A lot of people have been told that they can just take a class or two, and there are tons of online scams offering certifications and licenses that will supposedly make candidates prime material for FBI acceptance.

The truth is that it just isn’t that simple. Work in the FBI is extremely prestigious and extremely difficult and, as such, not everyone can or should be allowed to do it. In addition to meeting several requirements, prospective FBI agents also have to possess a full on education, not just the kind that can be earned from taking a class or two.

In fact, it is required that all FBI agents have at least a bachelor’s degree from an accredited college, university, or other institution. Even then, higher level degrees, such as master’s degrees and PhDs are preferred and encouraged.

While a certification program might be useful in helping you to supplement an education that is unrelated to FBI service or to help you determine whether or not a career in the field is right for you, it is in no way a substitute for a real college education.

One good piece of information, though, is that you can really major in absolutely anything that you want. The FBI is interested in having agents from diverse academic backgrounds who can bring different kinds of expertise to the workplace.

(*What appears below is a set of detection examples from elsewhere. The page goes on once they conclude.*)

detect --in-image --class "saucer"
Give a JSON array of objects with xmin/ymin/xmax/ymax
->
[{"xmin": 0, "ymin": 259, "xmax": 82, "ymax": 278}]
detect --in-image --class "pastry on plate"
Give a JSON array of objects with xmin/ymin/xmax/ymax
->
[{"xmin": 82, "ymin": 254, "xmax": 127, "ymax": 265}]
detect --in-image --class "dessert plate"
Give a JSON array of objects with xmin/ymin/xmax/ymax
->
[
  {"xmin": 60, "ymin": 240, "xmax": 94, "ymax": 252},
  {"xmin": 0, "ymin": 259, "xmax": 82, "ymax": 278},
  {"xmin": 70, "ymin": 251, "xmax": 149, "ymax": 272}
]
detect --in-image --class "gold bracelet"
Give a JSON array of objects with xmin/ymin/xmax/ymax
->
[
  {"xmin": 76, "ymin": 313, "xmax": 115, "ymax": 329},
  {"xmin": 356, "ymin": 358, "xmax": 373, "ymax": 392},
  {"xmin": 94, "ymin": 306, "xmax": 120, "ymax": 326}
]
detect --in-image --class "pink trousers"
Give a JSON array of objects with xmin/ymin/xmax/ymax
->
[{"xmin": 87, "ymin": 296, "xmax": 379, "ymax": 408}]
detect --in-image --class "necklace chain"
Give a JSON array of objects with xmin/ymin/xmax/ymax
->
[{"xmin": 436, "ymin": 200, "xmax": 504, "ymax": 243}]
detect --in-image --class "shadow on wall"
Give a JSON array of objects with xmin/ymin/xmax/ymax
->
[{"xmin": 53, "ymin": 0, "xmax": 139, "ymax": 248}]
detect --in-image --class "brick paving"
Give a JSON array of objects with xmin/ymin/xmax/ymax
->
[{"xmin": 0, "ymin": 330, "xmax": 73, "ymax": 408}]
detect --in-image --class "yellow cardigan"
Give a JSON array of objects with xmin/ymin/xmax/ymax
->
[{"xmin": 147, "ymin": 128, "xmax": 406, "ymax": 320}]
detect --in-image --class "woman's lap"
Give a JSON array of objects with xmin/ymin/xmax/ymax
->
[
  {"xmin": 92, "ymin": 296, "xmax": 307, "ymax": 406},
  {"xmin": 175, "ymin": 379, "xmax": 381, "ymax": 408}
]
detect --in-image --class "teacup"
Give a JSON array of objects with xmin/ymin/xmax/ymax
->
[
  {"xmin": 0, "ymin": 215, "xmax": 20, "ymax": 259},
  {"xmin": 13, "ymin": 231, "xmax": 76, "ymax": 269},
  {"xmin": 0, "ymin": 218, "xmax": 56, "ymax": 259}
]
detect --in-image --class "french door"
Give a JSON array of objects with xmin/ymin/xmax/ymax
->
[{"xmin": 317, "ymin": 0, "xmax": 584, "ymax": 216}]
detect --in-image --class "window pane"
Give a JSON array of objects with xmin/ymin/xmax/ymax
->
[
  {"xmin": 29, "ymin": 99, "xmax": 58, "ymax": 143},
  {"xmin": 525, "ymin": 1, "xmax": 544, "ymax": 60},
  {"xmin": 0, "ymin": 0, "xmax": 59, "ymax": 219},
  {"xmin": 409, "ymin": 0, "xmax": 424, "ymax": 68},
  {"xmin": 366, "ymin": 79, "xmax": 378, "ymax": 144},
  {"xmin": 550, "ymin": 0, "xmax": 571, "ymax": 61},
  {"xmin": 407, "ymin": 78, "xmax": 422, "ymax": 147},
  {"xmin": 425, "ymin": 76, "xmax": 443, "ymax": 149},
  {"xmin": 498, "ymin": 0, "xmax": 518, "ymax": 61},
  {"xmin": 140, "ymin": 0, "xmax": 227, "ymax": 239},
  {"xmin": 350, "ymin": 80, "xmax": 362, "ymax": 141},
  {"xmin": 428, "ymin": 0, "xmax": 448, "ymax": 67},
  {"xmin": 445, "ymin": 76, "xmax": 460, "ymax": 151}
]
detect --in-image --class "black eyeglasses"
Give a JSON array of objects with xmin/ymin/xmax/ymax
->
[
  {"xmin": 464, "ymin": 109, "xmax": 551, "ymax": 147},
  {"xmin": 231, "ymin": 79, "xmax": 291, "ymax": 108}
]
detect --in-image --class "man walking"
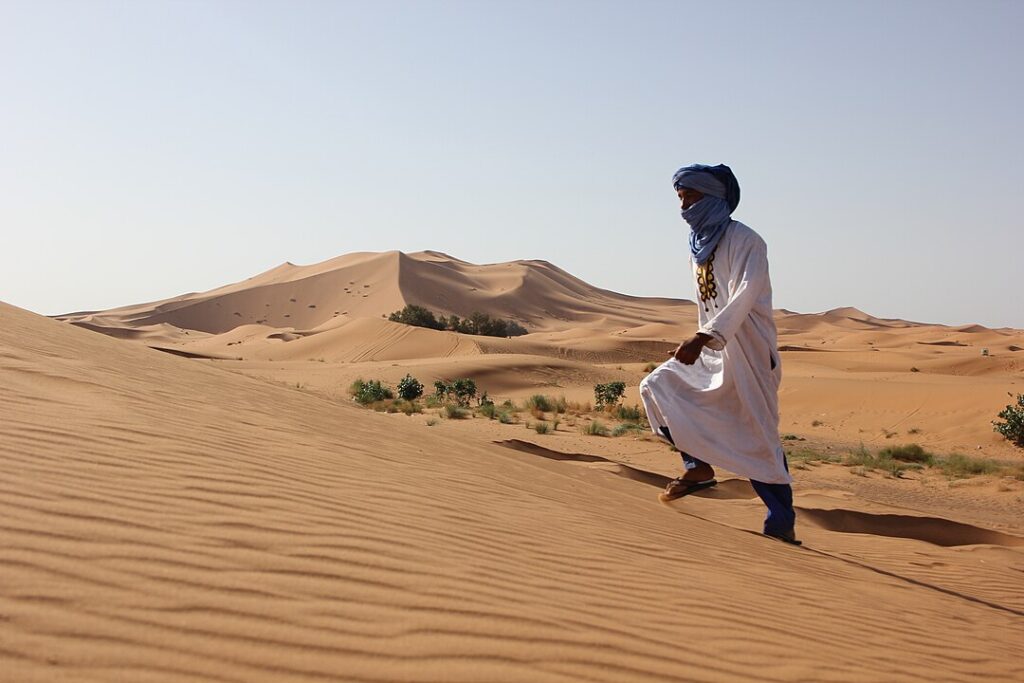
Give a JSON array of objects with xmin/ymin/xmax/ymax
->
[{"xmin": 640, "ymin": 164, "xmax": 800, "ymax": 544}]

Agents should, however, be the best of the best at what they do. And this is not to say, either, that there are not academic areas that are more commonly needed and recruited in the FBI, because there certainly are.

Common academic backgrounds to have before serving in the FBI include computer engineering, general engineering, computer information systems, information technology, higher level mathematics, accounting, finance, chemistry, physics, biology, military studies, criminal studies, criminology, crime scene investigation, criminal investigation, criminal justice, law enforcement, foreign languages, and others that are closely related to specific areas of military service.

If you want to ensure that your college background will be relevant to FBI work, then you will need to do your research and find the related FBI careers that go with your studies. If you can’t find a career dealing with your major or prospective major, you can increase your odds of FBI acceptance by choosing a different path.

Don’t expect, either, to just get your degree and then be an FBI agent the next day. Again, the process is not that quick. In addition to your degree, you will also need to have at least two to three years of real working experience, preferably working experience that is related to the degree that you earned. A good “shortcut” for this if you are looking to start serving quickly, is to earn your work experience at the same time that you earn your degree.

Even after you have completed the academic training and the work experience requirements for admittance to the FBI, you still have to fill out an application. Finding out whether your application was accepted or rejected can take a long time in itself.

Then, once you know, even if you are accepted, you still have to complete intensive training and undergo a battery of psychological, physical, intelligence, and background tests before you can begin serving. Joining the FBI is a long and involved process, so don’t expect it to be easy or to happen in just a few days.